Many courses teach QuickBooks data entry or Excel functions but are not providing the real value learners want. Real value is a result of learning technical skills like applications, in conjunction with specific goals, like accounting goals, including being able to interpret the performance of a business.
Mr. Steele makes knowledge understandable by breaking down complex concepts into smaller units with specific objectives and using step by step learning processes to understand each unit. Many accounting textbooks cram way too much information into a course, making it impossible to understand any unit fully. By breaking the content down into digestible chunks, we can move forward much faster.
Mr. Steele also makes use of color association in both presentations and Excel worksheets, a learning tool often overlooked in the accounting field, but one that can vastly improve the speed and comprehension of learning accounting concepts.
The material is also made understandable through the application of concepts learned.

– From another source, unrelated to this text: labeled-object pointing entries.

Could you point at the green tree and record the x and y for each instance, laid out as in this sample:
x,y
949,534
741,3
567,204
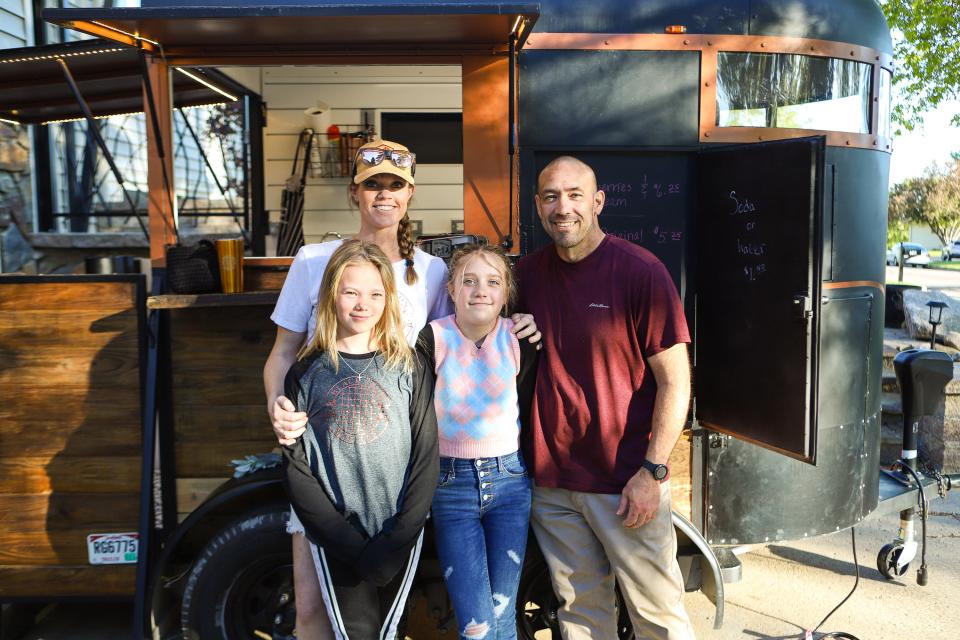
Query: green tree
x,y
932,199
926,55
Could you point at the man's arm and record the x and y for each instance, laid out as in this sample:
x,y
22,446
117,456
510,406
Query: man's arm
x,y
640,498
288,423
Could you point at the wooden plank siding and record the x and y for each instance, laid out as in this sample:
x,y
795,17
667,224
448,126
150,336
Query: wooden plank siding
x,y
288,91
69,432
217,356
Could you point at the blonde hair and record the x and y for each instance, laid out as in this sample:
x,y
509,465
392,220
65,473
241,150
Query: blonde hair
x,y
500,261
387,333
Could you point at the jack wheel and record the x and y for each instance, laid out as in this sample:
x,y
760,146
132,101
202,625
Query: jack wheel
x,y
887,561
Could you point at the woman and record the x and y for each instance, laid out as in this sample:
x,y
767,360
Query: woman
x,y
382,188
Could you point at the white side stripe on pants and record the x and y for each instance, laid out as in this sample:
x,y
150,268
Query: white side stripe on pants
x,y
392,621
329,596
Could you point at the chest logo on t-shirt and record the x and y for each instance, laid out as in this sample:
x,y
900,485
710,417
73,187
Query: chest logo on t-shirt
x,y
356,411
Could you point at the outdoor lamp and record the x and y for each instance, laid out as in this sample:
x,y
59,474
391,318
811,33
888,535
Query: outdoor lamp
x,y
936,314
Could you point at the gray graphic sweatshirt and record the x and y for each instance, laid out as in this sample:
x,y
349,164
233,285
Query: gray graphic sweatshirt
x,y
362,476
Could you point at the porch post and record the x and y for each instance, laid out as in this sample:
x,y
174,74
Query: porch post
x,y
160,204
486,158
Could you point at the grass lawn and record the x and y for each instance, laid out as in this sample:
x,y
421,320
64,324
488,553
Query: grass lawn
x,y
953,265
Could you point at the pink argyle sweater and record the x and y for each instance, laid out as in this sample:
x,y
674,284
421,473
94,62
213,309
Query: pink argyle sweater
x,y
476,391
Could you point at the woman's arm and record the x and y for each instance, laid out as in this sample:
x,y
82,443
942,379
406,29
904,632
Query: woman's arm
x,y
288,423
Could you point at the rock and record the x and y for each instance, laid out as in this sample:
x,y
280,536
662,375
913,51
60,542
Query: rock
x,y
917,314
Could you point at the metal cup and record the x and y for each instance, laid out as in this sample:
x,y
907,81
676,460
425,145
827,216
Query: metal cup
x,y
230,258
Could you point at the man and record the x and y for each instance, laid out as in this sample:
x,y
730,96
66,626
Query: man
x,y
612,395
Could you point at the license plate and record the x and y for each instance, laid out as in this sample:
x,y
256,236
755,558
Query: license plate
x,y
112,548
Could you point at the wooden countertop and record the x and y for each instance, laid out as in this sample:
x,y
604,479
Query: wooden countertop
x,y
247,298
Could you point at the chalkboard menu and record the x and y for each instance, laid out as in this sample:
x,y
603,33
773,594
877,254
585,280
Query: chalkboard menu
x,y
758,220
648,198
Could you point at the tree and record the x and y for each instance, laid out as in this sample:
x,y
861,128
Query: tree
x,y
926,56
932,199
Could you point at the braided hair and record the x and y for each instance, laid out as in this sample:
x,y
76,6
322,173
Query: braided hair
x,y
405,242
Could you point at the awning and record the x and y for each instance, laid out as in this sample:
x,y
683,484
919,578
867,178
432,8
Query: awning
x,y
354,29
33,88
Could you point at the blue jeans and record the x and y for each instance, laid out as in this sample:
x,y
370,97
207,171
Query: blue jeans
x,y
481,512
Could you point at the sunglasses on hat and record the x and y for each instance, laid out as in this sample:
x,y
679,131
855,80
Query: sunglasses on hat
x,y
400,159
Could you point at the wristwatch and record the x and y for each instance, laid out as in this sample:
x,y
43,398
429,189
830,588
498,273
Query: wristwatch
x,y
659,471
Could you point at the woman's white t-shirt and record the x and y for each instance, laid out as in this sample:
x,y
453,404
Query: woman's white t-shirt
x,y
420,302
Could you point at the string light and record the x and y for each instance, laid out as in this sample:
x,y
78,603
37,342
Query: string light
x,y
57,56
206,83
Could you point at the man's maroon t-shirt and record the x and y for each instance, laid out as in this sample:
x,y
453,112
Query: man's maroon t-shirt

Courses will typically demonstrate the accounting concepts and then provide an Excel worksheet or practice problems to work through the concepts covered. The practice problems will be accompanied by an instructional video to work through the problem in step by step format. Excel worksheets will be preformatted, usually including an answer tab that shows the completed problem, and a practice tab where learners can complete the problem along with a step by step presentation video.
Mr. Steele makes learning accounting accessible by making use of technology and partnering with teaching platforms that have a vision of spreading knowledge like Udemy.